Selon une source au sein du ministère de l’Information et des Télécommunications cité par Isna, les autorités ont drastiquement « limité » l’accès à internet depuis samedi soir « et pour les prochaines 24 heures ».

Des journalistes de l’AFP ont pu constater dès samedi soir que leur internet mobile était totalement coupé, de même que diverses connexions internet fixes. Dimanche vers 20h00 (16h30 GMT), seul l’accès au web iranien était possible avec un téléphone mobile.

Samedi soir, L’ONG Netblocks qui surveille la liberté d’accès à internet avait relevé que les communications étaient presque entièrement interrompues en Iran.

D’après les agences iraniennes, la contestation a touché ving-cinq villes, dont Téhéran, Machhad (Nord-Est) et Ispahan (Centre), les trois premières agglomérations du pays.

Selon l’agence officielle Irna, un officier de police est mort de ses blessures dans la nuit de samedi à dimanche, après avoir été la cible de tirs lors de heurts avec des « émeutiers » armés en marge d’un rassemblement à Kermanshah (Ouest).

« Réaction de hooligan »

Samedi, Isna avait annoncé, sans en préciser la cause, qu’un civil avait été tué et que plusieurs personnes avaient été blessées à Sirjan (Sud), où des manifestants ont tenté de mettre le feu à des dépôts d’essence.

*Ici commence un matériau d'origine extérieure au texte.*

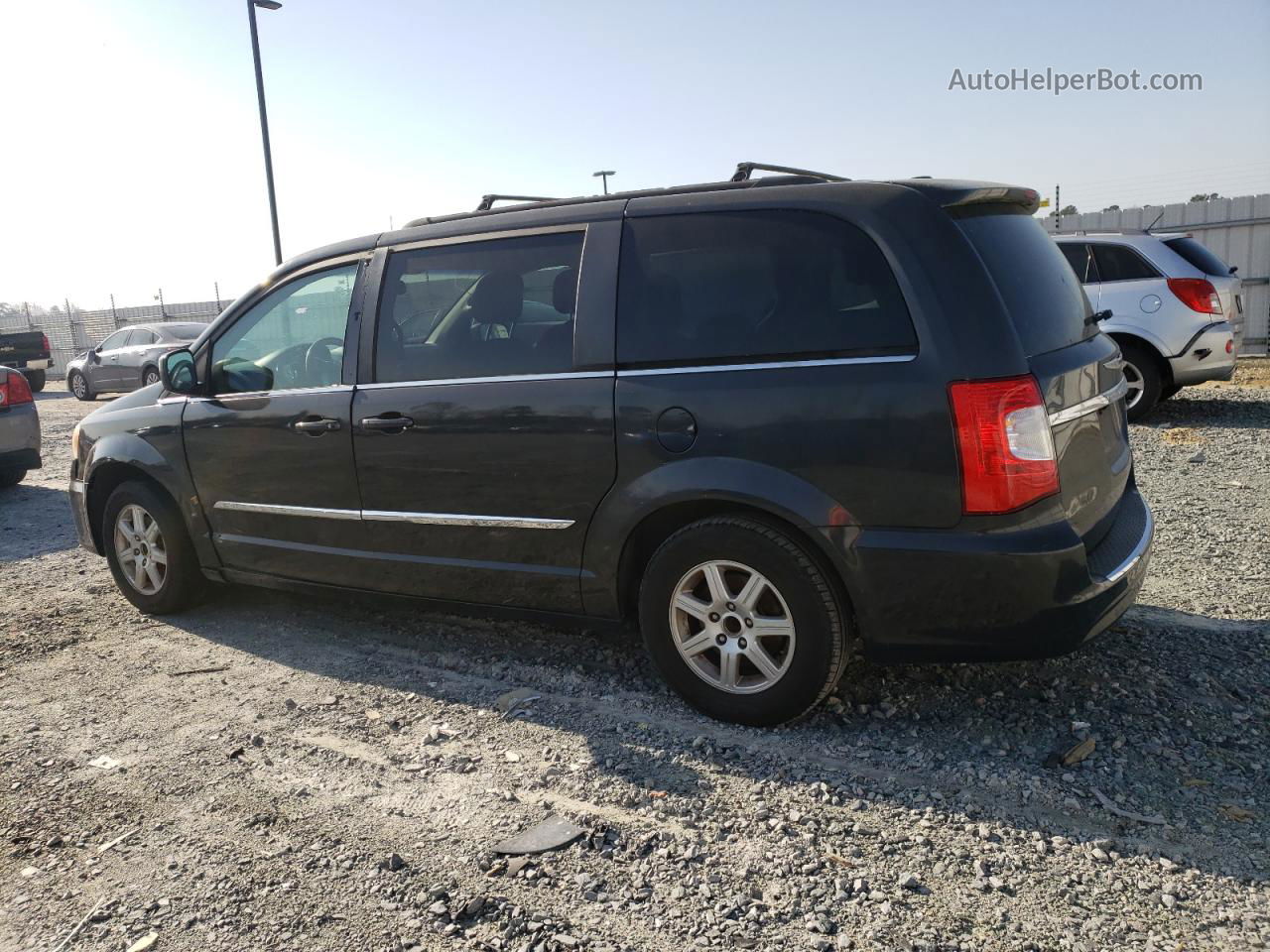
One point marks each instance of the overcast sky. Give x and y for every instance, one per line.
x=132, y=155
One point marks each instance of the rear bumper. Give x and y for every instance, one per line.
x=1206, y=357
x=1011, y=595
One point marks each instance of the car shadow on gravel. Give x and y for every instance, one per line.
x=973, y=738
x=26, y=530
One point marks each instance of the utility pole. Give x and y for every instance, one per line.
x=264, y=121
x=603, y=175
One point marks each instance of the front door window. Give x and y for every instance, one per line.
x=290, y=340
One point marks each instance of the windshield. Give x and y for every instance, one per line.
x=1198, y=255
x=1044, y=298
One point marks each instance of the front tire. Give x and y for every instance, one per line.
x=1142, y=375
x=149, y=549
x=742, y=622
x=77, y=385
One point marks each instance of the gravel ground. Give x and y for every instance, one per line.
x=339, y=783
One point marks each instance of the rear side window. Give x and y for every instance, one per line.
x=1046, y=301
x=749, y=286
x=1199, y=257
x=1120, y=263
x=1080, y=261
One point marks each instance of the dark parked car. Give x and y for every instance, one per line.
x=128, y=358
x=19, y=428
x=27, y=350
x=774, y=420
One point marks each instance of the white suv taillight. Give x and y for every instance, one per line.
x=1197, y=294
x=1005, y=444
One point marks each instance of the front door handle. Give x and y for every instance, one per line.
x=388, y=422
x=316, y=425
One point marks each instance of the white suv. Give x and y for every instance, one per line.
x=1176, y=308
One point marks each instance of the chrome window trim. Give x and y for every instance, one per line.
x=296, y=391
x=414, y=244
x=276, y=509
x=499, y=522
x=1091, y=405
x=1135, y=555
x=508, y=379
x=767, y=366
x=492, y=522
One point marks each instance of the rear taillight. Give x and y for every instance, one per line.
x=14, y=390
x=1197, y=294
x=1005, y=443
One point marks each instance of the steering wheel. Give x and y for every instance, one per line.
x=314, y=365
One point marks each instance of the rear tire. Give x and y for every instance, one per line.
x=742, y=622
x=1142, y=375
x=149, y=549
x=77, y=385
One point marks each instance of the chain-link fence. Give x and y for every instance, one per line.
x=73, y=331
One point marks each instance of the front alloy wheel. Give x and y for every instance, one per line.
x=731, y=627
x=149, y=549
x=140, y=546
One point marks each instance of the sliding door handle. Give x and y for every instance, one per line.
x=388, y=422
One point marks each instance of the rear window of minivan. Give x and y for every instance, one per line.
x=722, y=287
x=1046, y=301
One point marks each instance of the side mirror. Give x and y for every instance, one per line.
x=177, y=371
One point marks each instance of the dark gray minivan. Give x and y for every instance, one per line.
x=772, y=420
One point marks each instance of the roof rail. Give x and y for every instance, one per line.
x=486, y=202
x=746, y=171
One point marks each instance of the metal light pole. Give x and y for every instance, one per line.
x=603, y=175
x=264, y=121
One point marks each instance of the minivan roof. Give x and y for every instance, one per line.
x=952, y=194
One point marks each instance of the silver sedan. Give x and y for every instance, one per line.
x=128, y=358
x=19, y=428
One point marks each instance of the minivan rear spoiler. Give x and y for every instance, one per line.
x=970, y=197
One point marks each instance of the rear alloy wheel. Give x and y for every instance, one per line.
x=77, y=385
x=149, y=549
x=1142, y=379
x=731, y=627
x=742, y=622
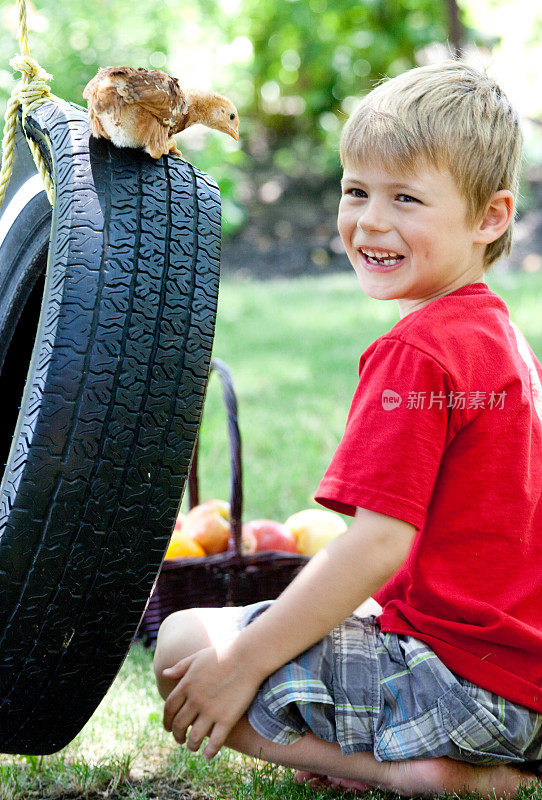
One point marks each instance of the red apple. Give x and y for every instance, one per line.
x=271, y=535
x=248, y=541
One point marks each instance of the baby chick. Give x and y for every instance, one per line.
x=145, y=108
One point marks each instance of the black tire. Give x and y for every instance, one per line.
x=109, y=414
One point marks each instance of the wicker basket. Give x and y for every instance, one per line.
x=229, y=578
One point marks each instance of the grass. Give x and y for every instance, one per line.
x=293, y=348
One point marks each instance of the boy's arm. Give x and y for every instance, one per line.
x=216, y=688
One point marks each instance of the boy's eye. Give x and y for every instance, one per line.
x=355, y=192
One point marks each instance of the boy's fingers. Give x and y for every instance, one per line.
x=180, y=725
x=199, y=731
x=172, y=707
x=216, y=740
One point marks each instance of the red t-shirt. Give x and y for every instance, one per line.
x=445, y=433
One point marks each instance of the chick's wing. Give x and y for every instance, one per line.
x=157, y=92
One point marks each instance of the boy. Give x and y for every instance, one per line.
x=441, y=467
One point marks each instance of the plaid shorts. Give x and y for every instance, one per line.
x=389, y=694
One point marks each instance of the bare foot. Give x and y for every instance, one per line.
x=432, y=776
x=317, y=781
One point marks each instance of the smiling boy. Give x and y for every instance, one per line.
x=440, y=466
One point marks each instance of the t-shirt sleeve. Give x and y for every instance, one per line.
x=398, y=427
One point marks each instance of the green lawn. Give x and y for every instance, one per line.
x=293, y=348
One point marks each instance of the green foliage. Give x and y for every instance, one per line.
x=294, y=68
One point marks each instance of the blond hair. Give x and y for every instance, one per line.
x=450, y=116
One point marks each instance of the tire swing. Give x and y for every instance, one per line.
x=111, y=406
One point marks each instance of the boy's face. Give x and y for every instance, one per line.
x=421, y=221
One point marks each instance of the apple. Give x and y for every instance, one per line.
x=313, y=528
x=183, y=546
x=179, y=522
x=208, y=524
x=248, y=541
x=270, y=535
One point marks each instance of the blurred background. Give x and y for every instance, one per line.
x=295, y=69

Quarante personnes ont par ailleurs été arrêtées à Yazd (centre), toujours selon Isna, qui n’a pas précisé la date de ces arrestations.

Certaines entités opposées au pouvoir « se réjouissent » des troubles, a déclaré le guide suprême, demandant « que personne n’aide ces criminels ».

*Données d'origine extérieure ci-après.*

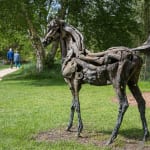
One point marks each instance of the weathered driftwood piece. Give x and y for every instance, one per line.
x=119, y=66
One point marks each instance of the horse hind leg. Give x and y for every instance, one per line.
x=141, y=105
x=123, y=105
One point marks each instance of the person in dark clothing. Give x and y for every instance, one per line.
x=10, y=57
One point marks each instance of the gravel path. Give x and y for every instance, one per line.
x=7, y=71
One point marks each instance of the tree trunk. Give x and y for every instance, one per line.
x=35, y=39
x=147, y=33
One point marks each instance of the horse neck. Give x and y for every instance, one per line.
x=63, y=49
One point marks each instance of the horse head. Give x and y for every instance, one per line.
x=53, y=31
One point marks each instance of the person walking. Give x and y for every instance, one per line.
x=17, y=59
x=10, y=57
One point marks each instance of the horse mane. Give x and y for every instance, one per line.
x=77, y=38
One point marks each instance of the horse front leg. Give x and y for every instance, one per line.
x=75, y=87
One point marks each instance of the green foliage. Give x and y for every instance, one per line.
x=106, y=23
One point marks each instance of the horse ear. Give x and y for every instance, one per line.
x=60, y=22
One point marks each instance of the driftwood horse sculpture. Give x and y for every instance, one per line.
x=119, y=66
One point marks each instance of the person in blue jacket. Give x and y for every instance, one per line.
x=17, y=59
x=10, y=57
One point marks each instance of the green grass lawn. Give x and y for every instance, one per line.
x=30, y=105
x=4, y=66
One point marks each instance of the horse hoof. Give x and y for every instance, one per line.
x=109, y=142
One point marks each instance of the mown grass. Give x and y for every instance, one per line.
x=31, y=103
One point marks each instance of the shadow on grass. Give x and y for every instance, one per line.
x=131, y=134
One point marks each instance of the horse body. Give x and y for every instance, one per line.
x=118, y=66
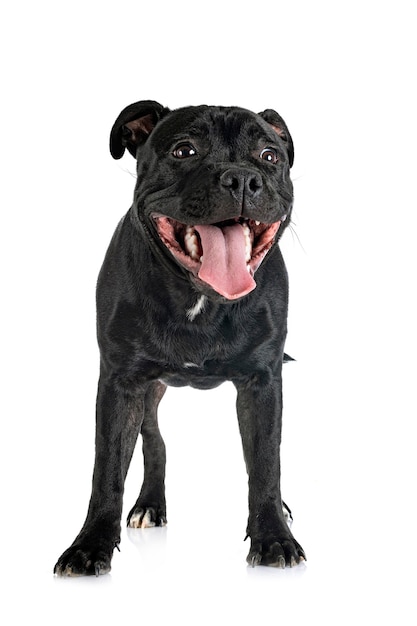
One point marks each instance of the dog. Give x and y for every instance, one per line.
x=193, y=291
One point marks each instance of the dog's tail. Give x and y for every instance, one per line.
x=288, y=358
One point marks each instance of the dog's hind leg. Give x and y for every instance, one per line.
x=150, y=507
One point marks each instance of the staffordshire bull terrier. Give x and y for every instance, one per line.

« Endommager et mettre le feu (à des biens) n’est pas (une réaction) de personne normale mais de hooligan », a aussi déclaré M. Khamenei.

Samedi à Téhéran, certains manifestants ont bloqué une route tandis que d’autres étaient rassemblés autour d’une voiture en flammes. Des scènes similaires se sont déroulées dans d’autres villes comme Chiraz et Ispahan (centre).

A Kermanshah, des « émeutiers » ont attaqué un commissariat dans lequel travaillait le policier tué, selon le chef des forces de l’ordre locales cité par Irna, Ali Akbar Javidan.

Le porte-parole de la police, Ahmad Nourian, a prévenu que les forces de sécurité n’hésiteraient « pas à faire face à ceux qui perturbent la paix et la sécurité », identifieraient les meneurs et les forces sur le terrain et les « affronteraient ».

A Washington, la Maison Blanche a condamné « l’usage de la force et les restrictions de communications contre les manifestants », ajoutant que « les Etats-Unis soutiennent les Iraniens dans leurs manifestations pacifiques contre le régime qui est censé les diriger ».